In riferimento alla stesura delle nuove Indicazioni Nazionali, la ricercatrice ha anche ripreso il pensiero di Renzo Renzi, linguista degli anni ’70, che metteva in guardia dal semplice sostituire contenuti vecchi con contenuti nuovi: il rischio è solo passare da una normatività a un’altra, senza cambiare il cuore della scuola. Serve invece riflettere sul “come”, non solo sul “cosa” si insegna; a tal proposito, anche Vanessa Roghi ha suggerito l’importanza del “fare esperienza” all’interno delle aule scolastiche.

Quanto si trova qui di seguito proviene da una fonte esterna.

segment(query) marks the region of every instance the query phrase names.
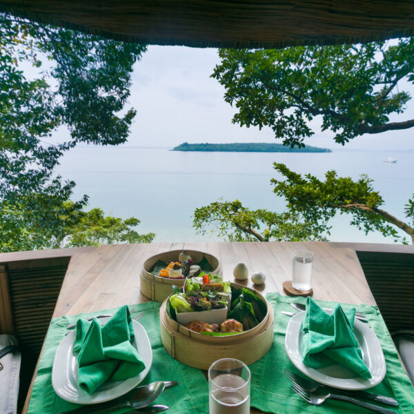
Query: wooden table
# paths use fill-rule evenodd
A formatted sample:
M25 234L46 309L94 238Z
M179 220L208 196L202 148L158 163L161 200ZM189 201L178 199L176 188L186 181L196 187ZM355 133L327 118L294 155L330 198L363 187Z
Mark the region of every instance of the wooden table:
M264 272L267 278L259 290L265 294L284 294L282 283L291 278L293 251L298 248L311 250L315 253L314 299L375 304L357 255L350 248L334 247L322 241L151 243L103 245L90 253L72 256L53 317L148 302L139 290L144 262L157 253L181 248L216 256L221 262L225 280L233 280L233 270L240 262L246 264L249 275ZM253 287L250 280L245 284ZM23 413L27 411L30 395L31 388ZM261 411L252 408L250 412Z

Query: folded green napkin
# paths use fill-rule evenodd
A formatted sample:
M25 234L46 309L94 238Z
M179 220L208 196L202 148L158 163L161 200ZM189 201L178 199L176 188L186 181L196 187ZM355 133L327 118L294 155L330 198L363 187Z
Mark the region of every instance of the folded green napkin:
M89 394L106 380L138 375L145 364L132 346L134 327L126 305L103 326L96 318L78 319L74 352L78 353L79 386Z
M345 313L339 304L329 315L308 297L302 327L304 364L315 368L339 364L364 379L371 378L353 333L355 315L354 308Z

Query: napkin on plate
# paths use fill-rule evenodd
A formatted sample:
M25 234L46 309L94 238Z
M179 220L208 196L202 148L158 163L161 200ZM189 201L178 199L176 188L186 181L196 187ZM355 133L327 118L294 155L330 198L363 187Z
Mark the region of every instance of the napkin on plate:
M134 327L129 309L122 306L103 326L97 319L79 319L75 353L78 353L79 386L89 394L107 379L138 375L145 364L132 345Z
M355 315L355 308L344 312L339 304L329 315L308 297L302 327L304 363L315 368L339 364L364 379L371 378L353 333Z

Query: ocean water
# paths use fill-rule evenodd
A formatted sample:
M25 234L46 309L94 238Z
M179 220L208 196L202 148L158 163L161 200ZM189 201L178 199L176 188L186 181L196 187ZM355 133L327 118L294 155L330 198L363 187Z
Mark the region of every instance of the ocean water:
M384 162L387 157L395 164ZM73 199L89 197L92 208L141 220L139 233L156 233L155 241L219 241L192 227L194 210L218 199L237 199L250 208L282 211L285 202L270 185L278 178L273 162L323 178L366 174L384 199L383 209L404 219L404 207L414 193L414 151L336 150L328 153L181 152L170 148L79 146L66 153L57 172L77 183ZM391 243L381 234L368 235L349 225L346 215L332 221L333 241ZM401 233L400 234L404 234Z

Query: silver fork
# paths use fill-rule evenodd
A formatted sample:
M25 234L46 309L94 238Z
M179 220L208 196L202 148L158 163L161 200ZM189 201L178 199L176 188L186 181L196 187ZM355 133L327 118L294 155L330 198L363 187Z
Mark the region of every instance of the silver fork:
M322 384L319 384L317 381L314 379L311 379L310 378L303 378L302 377L299 377L297 375L292 371L289 371L287 368L284 366L282 368L282 371L284 375L289 379L291 382L295 382L300 386L302 386L305 391L311 393L312 391L316 391L320 387L328 388L327 386L323 385ZM370 393L368 391L352 391L351 393L347 393L346 391L342 391L339 393L342 395L353 395L357 397L362 397L364 398L368 398L369 400L373 400L373 401L378 401L379 402L382 402L383 404L386 404L388 405L398 406L398 402L396 400L393 398L391 398L390 397L385 397L384 395L378 395L377 394L374 394L373 393Z
M347 397L346 395L340 395L339 394L333 394L332 393L308 393L293 381L292 382L292 388L298 395L302 397L306 402L313 405L320 405L325 400L326 400L326 398L333 398L333 400L339 400L340 401L346 401L347 402L355 404L355 405L364 407L371 411L375 411L375 413L380 413L381 414L396 414L395 411L383 408L382 407L368 404L368 402L364 402L359 400Z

Infine, ha voluto ricordare due figure ispiratrici che ancora oggi possono indicare alla comunità educante possibili pratiche da seguire: è il caso di Don Milani, con l’idea della scuola che «siede tra passato e futuro e deve tenerli presenti entrambi», e di Ada Gobetti, insegnante e attivista antifascista, che si occupava di educare i genitori degli alunni alla vita comunitaria e a costruire insieme a loro pratiche condivise. Si tratta di esempi concreti di come la scuola italiana nel corso del tempo abbia abbracciato l’idea di scuola democratica, inclusiva, plurale e che la ricercatrice ha ben approfondito nel suo libro “Il tirocinio della democrazia. Una genealogia per la scuola del presente” (Erikson, il Margine, 2023).

 

Scrive...

Giuseppe Tulone insegnante di lettere nella scuola secondaria di primo grado, membro del CIDI di Modena.